Export through the Sec pathway
In bacteria, the Sec pathway transports unfolded proteins across the cytoplasmic membrane. Proteins secreted by this pathway may either become embedded in the inner membrane, or will be released into the periplasm. In Gram-negative organisms, these periplasmic proteins may be released extracellularly with the help of an additional secretion system.
(A) Proteins destined for the periplasm (or extracellular release) are translocated by a post-translational mechanism and contain a removable signal sequence recognized by the SecB protein. SecB binds pre-secretory proteins and prevents them from folding, while also delivering its substrates to SecA. SecA both guides proteins to the SecYEG channel, and also serves as the ATPase that provides the energy for protein translocation. Following transport through the SecYEG channel, proteins are folded in the periplasm.
(B) The Sec pathway utilizes a co-translational mechanism of export to secrete proteins destined for the inner membrane. These proteins contain a signal sequence recognized by the SRP particle. During translation, SRP binds target proteins as they emerge from the ribosome, and recruits the docking protein FtsY. FtsY delivers the ribosome-protein complex to the SecYEG channel, which translocates the nascent protein across the cytoplasmic membrane. During translocation across the channel, the transmembrane domain is able to escape through the side of the channel into the membrane, where the protein remains attached.

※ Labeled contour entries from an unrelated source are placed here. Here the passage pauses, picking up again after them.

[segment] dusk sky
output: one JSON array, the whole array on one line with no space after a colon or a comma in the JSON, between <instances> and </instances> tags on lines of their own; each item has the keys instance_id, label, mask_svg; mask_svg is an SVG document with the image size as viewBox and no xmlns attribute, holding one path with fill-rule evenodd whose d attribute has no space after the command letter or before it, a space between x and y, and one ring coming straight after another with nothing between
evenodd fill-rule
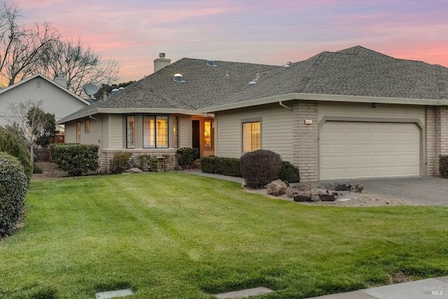
<instances>
[{"instance_id":1,"label":"dusk sky","mask_svg":"<svg viewBox=\"0 0 448 299\"><path fill-rule=\"evenodd\" d=\"M120 81L153 71L166 53L284 65L362 46L448 67L447 0L20 0L26 22L119 62Z\"/></svg>"}]
</instances>

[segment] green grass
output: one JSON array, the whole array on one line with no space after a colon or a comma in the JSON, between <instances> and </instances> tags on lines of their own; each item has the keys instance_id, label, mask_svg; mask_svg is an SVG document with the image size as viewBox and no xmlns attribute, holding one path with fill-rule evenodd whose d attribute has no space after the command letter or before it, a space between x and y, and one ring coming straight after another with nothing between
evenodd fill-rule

This protein serves as a chaperone, binding to pre-secretory proteins and preventing them from folding . SecB then delivers its substrates to SecA, a multi-functional protein that both guides proteins to the SecYEG channel, and also serves as the ATPase that provides the energy for protein translocation. Prior to transport through the channel, a protease protein cleaves off the SecB signal sequence from the protein, and the secreted protein is then is folded upon delivery to the periplasm. While many proteins delivered by the SecB system remain in the periplasm, some will ultimately become extracellular. Once these proteins are delivered to the periplasm, they can be transported across the outer membrane with the help of the Type II and Type V secretion systems.
The SRP pathway
The Sec system can also transport proteins that are meant to remain in the inner membrane by way of the SRP pathway (Fig 1B). Transmembrane proteins often contain hydrophobic domains, and thus are unstable when cytoplasmic. For this reason, secretion by the SRP pathway utilizes a co-translational mechanism of export that couples translation of the protein by the ribosome with secretion through the SecYEG channel. The SRP pathway relies on the SRP particle, which contains a small, 4.5S RNA bound to a protein called Ffh. During protein secretion by this pathway, SRP first binds the transmembrane domain of proteins as they emerge from the ribosome. SRP then binds the docking protein FtsY, which delivers the ribosome-protein complex to the SecYEG channel. Translation of the protein then drives the secretion of the nascent protein through the channel. During this process, the transmembrane domain of the protein escapes through the side of the channel into the membrane, where it remains attached. The mechanism of this final step is not yet known.